Conférence - Statlearn: Challenging problems in statistical learning

This year, the workshop is preceded by a 1-day spring school on April, 6th : 3 tutorials on "Statistical learning and non-vectorial data" are proposed. The number of participants is limited to 50 and these tutorials are mainly (but not exclusively) intended for PhD candidates and young researchers. The program is the following:

Wednesday, 6th of avril 2016

10h-12h Tutorial 1: Statistical learning on graphs, P. Latouche, univ. Paris 1 / SAMM

Graphs are highly used to characterize relationships between objects of interest. They are based on a straighforward formalism but can yet describe complex systems of interactions. In the private sector, the development of Facebook and Twitter has brought light to the so-called social graphs. The terms "graph" and "network" are synonym although in practice "graph" usually refers to the mathematical object while the term "network" is used when considering data from real world applications. Since the work of Moreno in the 30s, a lot of approches have been proposed in order to extract information from these structured data sets. Given a network, the goal consists in uncovering groups of nodes sharing homogenous connection patterns. Original methods appeared in social sciences. Then, in the 90s researchers from physics started working in the field. In particular, the modularity score was introduced. Since the 80s, statisticians have also derived their own approaches with the development of the stochastic block model which did influence the entire community and is now used highly used in practice. In this course, I will review the modularity based methods. I will also cover random graph models and focus on the latent position cluster model and the stochastic block model. Finally, inference techniques for these models, to do the clustering and the estimation of the parameters, will be investigated.

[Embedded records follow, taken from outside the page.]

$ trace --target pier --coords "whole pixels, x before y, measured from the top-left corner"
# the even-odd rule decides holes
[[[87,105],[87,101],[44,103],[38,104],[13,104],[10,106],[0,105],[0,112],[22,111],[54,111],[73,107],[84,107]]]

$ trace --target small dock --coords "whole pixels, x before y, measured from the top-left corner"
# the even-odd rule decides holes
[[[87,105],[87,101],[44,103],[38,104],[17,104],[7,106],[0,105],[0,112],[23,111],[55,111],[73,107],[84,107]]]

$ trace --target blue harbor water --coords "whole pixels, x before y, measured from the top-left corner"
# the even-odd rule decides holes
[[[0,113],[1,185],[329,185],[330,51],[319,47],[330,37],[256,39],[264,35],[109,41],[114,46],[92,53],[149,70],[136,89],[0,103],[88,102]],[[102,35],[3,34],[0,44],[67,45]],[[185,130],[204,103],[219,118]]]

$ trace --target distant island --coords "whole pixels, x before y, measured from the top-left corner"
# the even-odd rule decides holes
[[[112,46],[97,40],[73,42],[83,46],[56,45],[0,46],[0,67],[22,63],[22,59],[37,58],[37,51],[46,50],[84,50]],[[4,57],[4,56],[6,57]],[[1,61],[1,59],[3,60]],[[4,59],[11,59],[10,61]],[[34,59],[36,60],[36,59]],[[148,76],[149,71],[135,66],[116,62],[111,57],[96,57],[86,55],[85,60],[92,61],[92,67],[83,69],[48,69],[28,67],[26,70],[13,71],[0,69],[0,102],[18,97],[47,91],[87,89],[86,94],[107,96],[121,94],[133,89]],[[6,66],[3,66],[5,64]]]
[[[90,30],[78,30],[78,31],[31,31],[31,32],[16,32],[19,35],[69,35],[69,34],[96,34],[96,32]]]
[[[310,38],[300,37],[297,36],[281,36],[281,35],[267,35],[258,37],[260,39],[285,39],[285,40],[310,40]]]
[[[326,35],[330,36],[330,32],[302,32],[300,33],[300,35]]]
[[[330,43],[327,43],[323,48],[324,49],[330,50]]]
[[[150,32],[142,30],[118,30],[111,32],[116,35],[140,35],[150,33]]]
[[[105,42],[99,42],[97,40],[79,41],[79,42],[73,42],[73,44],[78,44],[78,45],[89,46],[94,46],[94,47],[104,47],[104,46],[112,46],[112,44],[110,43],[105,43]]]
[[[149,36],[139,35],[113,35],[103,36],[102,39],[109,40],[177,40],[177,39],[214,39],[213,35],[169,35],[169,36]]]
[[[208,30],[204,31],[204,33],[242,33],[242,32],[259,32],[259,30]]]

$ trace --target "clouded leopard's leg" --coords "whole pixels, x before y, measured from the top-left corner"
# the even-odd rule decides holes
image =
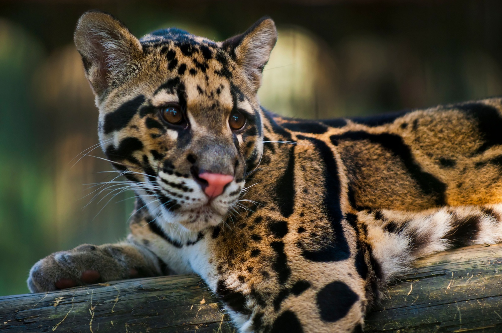
[[[502,204],[444,207],[420,212],[362,211],[357,221],[381,265],[382,282],[420,257],[456,246],[502,242]]]
[[[166,268],[153,253],[132,240],[84,244],[53,253],[30,271],[28,287],[41,292],[97,282],[163,275]]]

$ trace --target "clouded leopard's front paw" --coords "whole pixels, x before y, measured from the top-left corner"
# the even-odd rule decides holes
[[[32,292],[105,281],[160,275],[158,264],[130,244],[85,244],[56,252],[33,265],[28,280]]]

In particular, I will talk about the variational expectation maximization (VEM) algorithm, the variational Bayes EM algorithm, Gibbs sampling, greedy search, and model selection. Examples (in R) of studies of real networks will be provided and R packages will be presented. Therefore, we encourage people to bring their own computers with a version of R and the following packages "igraph", "sna", "latentnet", "mixer" installed.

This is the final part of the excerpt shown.